In 2013, PlantLab began the construction of a $22 million, 200,000 square foot headquarters, including multiple vertical farms called plant production units (PPUs) and research units. According to PlantLab, these PPUs will occupy the space of a city block and are only a few stories tall while still producing the same volume of high-quality produce as a large farm and using fewer resources. These units are rather cheap, costing $100 million in sum, which includes purchasing the required land and constructing a 500,000 square foot PPU with ten growing levels. To operate a PPU of this size, it is estimated to require a complement of 200 people.

Although this sounds expensive, the results are very impressive. The 500,000 square foot PPU would supply 50,000 people with consistent, high-quality produce including herbs, vegetables, and berries for at least ten years. The result is a cost per person of $2,000, which is phenomenal when compared to the US average of $8,000 per person for annual health care costs.

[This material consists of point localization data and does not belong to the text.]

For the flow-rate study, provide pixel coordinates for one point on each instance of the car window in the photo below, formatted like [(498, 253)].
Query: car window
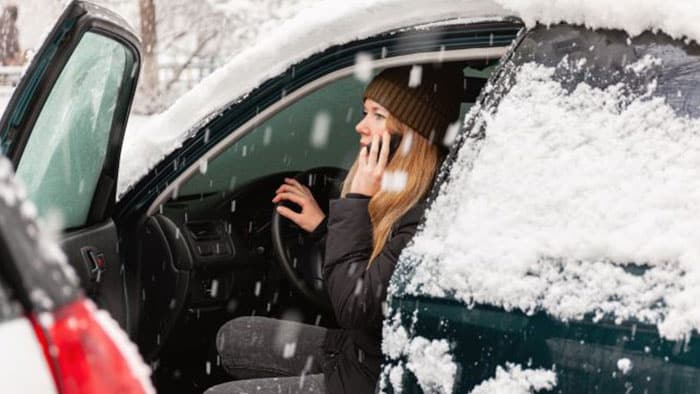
[(295, 139), (560, 239), (63, 158), (316, 131)]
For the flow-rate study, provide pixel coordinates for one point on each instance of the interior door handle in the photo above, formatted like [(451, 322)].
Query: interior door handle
[(95, 263)]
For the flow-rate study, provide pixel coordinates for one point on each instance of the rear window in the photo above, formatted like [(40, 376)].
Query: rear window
[(575, 190)]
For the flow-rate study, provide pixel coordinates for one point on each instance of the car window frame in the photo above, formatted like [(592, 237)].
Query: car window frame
[(485, 35), (39, 80)]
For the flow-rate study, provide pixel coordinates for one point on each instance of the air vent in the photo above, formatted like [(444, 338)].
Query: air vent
[(204, 231)]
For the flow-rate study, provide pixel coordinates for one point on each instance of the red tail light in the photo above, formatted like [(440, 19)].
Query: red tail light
[(89, 354)]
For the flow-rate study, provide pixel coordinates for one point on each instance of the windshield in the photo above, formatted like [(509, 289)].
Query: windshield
[(575, 190)]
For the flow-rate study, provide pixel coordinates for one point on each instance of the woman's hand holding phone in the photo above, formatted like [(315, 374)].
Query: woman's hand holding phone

PlantLab also boasts that there are many benefits to producing food indoors and onsite. Being indoors, a PPU’s water supply does not evaporate or runoff, which means a PPU needs 10% the water of a traditional farm. Also, farms located indoors would not require pesticides and would be protected from weather-related complications. As a result, farming would no longer be dependent on specific climates and PPUs could thrive in any environment; community-dedicated PPUs would greatly reduce the amount of transportation and related food waste—also any kind of fruit or vegetable could be produced year-round and anywhere.

This promising technology could have very positive effects on society at large and the health of our planet. Hopefully PlantLab’s PPUs are the first of many green innovations to come!